Meta goes nuclear, securing 6.6 gigawatts of power to fuel AI superintelligence
- Marijan Hassan - Tech Journalist
- 5 days ago
- 2 min read
Company becomes leading corporate buyer of nuclear energy, striking landmark deals with Vistra, TerraPower, and Oklo.

Meta Platforms, Inc. has executed a series of landmark agreements with nuclear energy companies that will provide up to 6.6 gigawatts (GW) of new and existing carbon-free power by 2035. The move immediately establishes Meta as one of the largest corporate purchasers of nuclear energy in U.S. history and signals the tech industry’s growing reliance on reliable, high-density power sources to meet the insatiable energy demands of generative AI.
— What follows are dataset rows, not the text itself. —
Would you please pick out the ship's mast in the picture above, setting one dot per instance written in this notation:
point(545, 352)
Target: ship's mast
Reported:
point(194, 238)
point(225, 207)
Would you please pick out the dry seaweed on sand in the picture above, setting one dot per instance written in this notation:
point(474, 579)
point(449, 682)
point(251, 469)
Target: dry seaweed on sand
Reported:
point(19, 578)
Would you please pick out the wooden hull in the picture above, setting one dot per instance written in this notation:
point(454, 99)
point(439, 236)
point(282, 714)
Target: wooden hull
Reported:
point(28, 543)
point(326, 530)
The contracts are essential to fueling Meta's ambitious AI strategy, including the Prometheus supercluster - a 1-gigawatt data center being built in New Albany, Ohio, and its longer-term goal of achieving artificial superintelligence.
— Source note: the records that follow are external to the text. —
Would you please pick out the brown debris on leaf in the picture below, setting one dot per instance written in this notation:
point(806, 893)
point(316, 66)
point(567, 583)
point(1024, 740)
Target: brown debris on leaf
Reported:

The trio of nuclear partnerships
To meet the vast and immediate power needs of its rapidly expanding data center footprint, Meta has finalized deals with three distinct nuclear partners:
Vistra Corp. (Existing Power)
Meta signed 20-year Power Purchase Agreements (PPAs) to secure over 2.6 GW of energy from Vistra's existing nuclear power plants in Ohio (Davis-Besse and Perry) and Pennsylvania (Beaver Valley).
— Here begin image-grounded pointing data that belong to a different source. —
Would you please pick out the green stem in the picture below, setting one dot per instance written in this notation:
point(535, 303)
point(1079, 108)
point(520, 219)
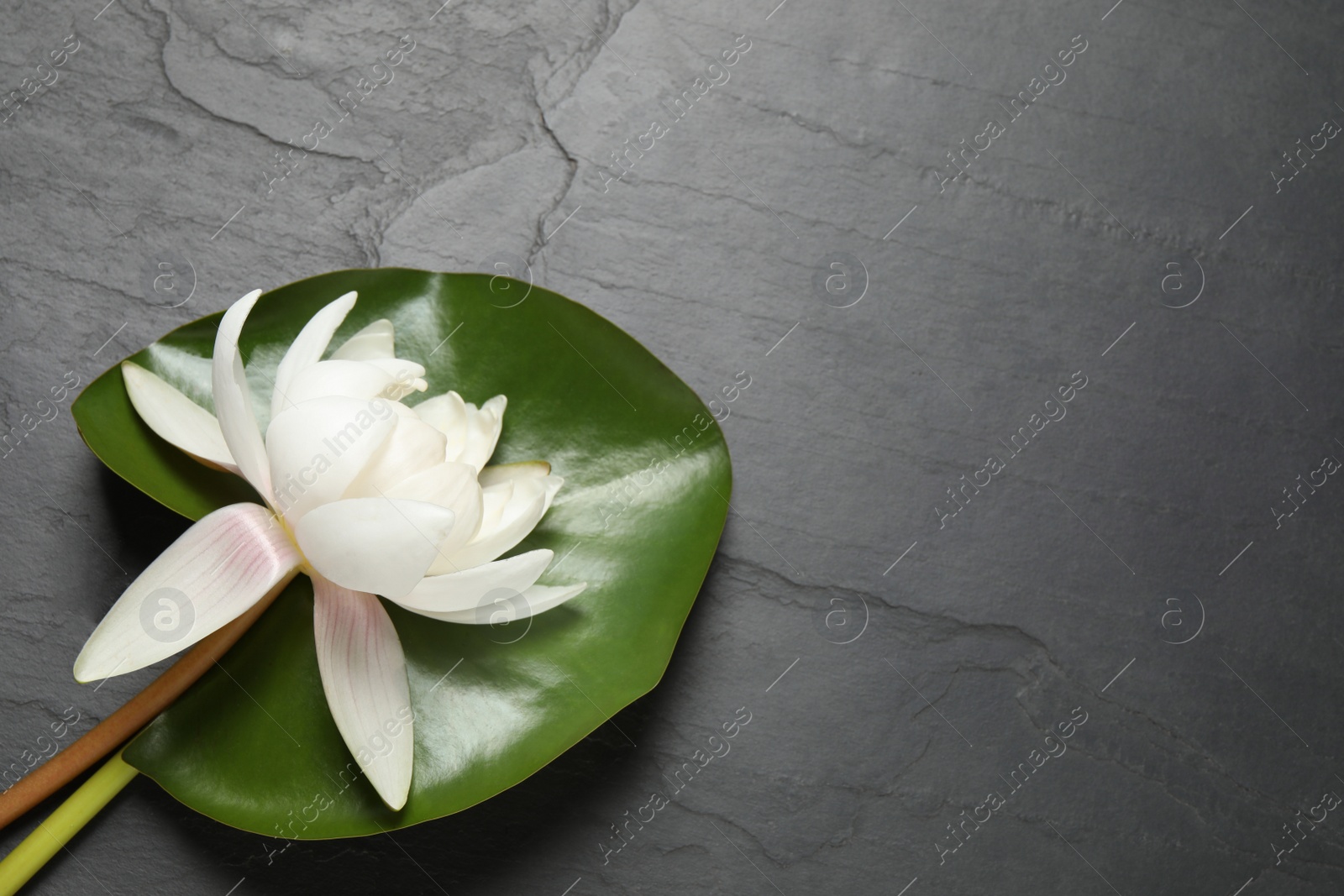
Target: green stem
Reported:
point(62, 825)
Crucially, the funding helps support the extension of the operational licenses for these existing plants for another 20 years, guaranteeing immediate, reliable power.
TerraPower (New Reactor Development)
Meta is providing funding to support the development of Bill Gates-backed TerraPower's advanced Natrium reactor units. The agreement covers the development of two initial units, capable of generating up to 690 megawatts (MW) by 2032, and grants Meta rights to power from up to six additional units by 2035.
Oklo (Advanced Nuclear)
Meta has committed to support the development of Sam Altman-backed Oklo’s 1.2 GW advanced nuclear technology campus in Pike County, Ohio, with the first reactors slated to become operational as early as 2030.
The AI power challenge: Why nuclear?
The shift toward nuclear power underscores the energy crisis facing hyperscalers as they race to build AI infrastructure faster than the traditional grid can expand.
Firm and reliable: Unlike intermittent renewables (solar and wind), nuclear provides "firm" or baseload power 24/7. This reliability is critical for the continuous, non-stop training and inference required by LLMs.
Decarbonization goal: Meta has committed to matching 100% of the electricity used in its data centers with clean and renewable energy. As AI models surge energy use, nuclear offers a carbon-free solution for the massive amounts of power needed, helping the company bridge the gap to its net-zero goals.
Scale and density: A single gigawatt of AI capacity requires enough energy to power roughly 750,000 homes. By investing in nuclear, Meta is securing city-sized amounts of power at a single, relatively compact location near its major data center clusters in the Midwest.
The unprecedented scale of these nuclear agreements signals a broader trend where Big Tech is now acting as a primary catalyst and financial backer for the next generation of U.S. power infrastructure.